On the Relationship between Pain Variability and Relief in Randomized Clinical Trials
By Siddharth Tiwari
Pain is tricky to study. Along with being the most prevalent chronic medical condition in the world, pain forces us to combine our understanding of physiology and the philosophy of the self and mind. This is because pain is considered a “subjective experience”, limited to the individual themselves … We can think of many examples where two different people are presented with the same stimuli or situation and produce a different response: stubbing a toe or holding a hot object, for example. There are even situations where we may respond to stimuli that shouldn’t result in pain. A famous example from 1995 describes a 29-year-old builder who jumped onto a 7-inch nail. He wailed in pain on his stretcher and the ambulance as the nail stuck out of both sides of his steel-toed boot. But when the doctors peeled off the builder’s boot, they found that the nail hadn’t penetrated any part of his foot.
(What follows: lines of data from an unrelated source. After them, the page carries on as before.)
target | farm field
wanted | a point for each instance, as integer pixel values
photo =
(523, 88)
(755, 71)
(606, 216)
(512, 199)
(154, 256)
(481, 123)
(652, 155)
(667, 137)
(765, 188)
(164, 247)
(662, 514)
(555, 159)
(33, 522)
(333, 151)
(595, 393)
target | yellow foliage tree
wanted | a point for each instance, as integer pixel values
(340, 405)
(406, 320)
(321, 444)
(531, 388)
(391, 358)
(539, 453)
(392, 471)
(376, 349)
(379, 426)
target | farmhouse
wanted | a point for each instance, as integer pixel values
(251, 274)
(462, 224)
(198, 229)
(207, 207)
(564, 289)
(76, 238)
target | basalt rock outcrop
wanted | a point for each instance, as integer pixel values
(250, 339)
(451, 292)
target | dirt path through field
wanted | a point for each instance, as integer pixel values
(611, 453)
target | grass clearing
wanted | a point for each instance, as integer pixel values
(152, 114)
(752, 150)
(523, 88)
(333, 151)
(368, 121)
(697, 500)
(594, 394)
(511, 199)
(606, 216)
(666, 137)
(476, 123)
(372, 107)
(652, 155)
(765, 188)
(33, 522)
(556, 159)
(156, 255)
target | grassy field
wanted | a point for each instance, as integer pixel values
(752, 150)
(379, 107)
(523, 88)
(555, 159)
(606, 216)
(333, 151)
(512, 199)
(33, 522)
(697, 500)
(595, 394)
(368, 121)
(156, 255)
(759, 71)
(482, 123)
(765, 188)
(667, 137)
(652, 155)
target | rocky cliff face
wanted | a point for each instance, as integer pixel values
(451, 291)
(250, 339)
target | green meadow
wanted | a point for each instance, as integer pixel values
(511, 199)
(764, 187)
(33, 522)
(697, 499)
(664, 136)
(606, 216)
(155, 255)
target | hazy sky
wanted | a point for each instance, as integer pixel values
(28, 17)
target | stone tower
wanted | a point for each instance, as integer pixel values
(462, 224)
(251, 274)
It had passed between his toes, without a scratch … A simple linear regression, used improperly, can be overwrought with bias and confounding effects. With the increased availability of data available to the public, it has become increasingly dangerous to make assumptions of the world around us. It is the premise of the project that I present to you today. My project challenges almost two decades of research that confirms the presence of a statistical phenomena and practice within analgesic clinical trials that could have potentially invalidated their results … Pain or not, to produce a more accurate, working model of the world, it is necessary that the data that we obtain, the methods that we use to analyze them, and the conclusions that we draw, operate on valid assumptions and understanding. This is the power of combining mathematics and science; we’re able to unearth previously invisible relationships around us. There is so much left to operationalize, to reason, to understand. With this in mind, don’t forget to challenge your own assumptions as well as the assumptions of the world around you to bring forth a clearer understanding of the tricky things in our world. This is where the progress of science lies.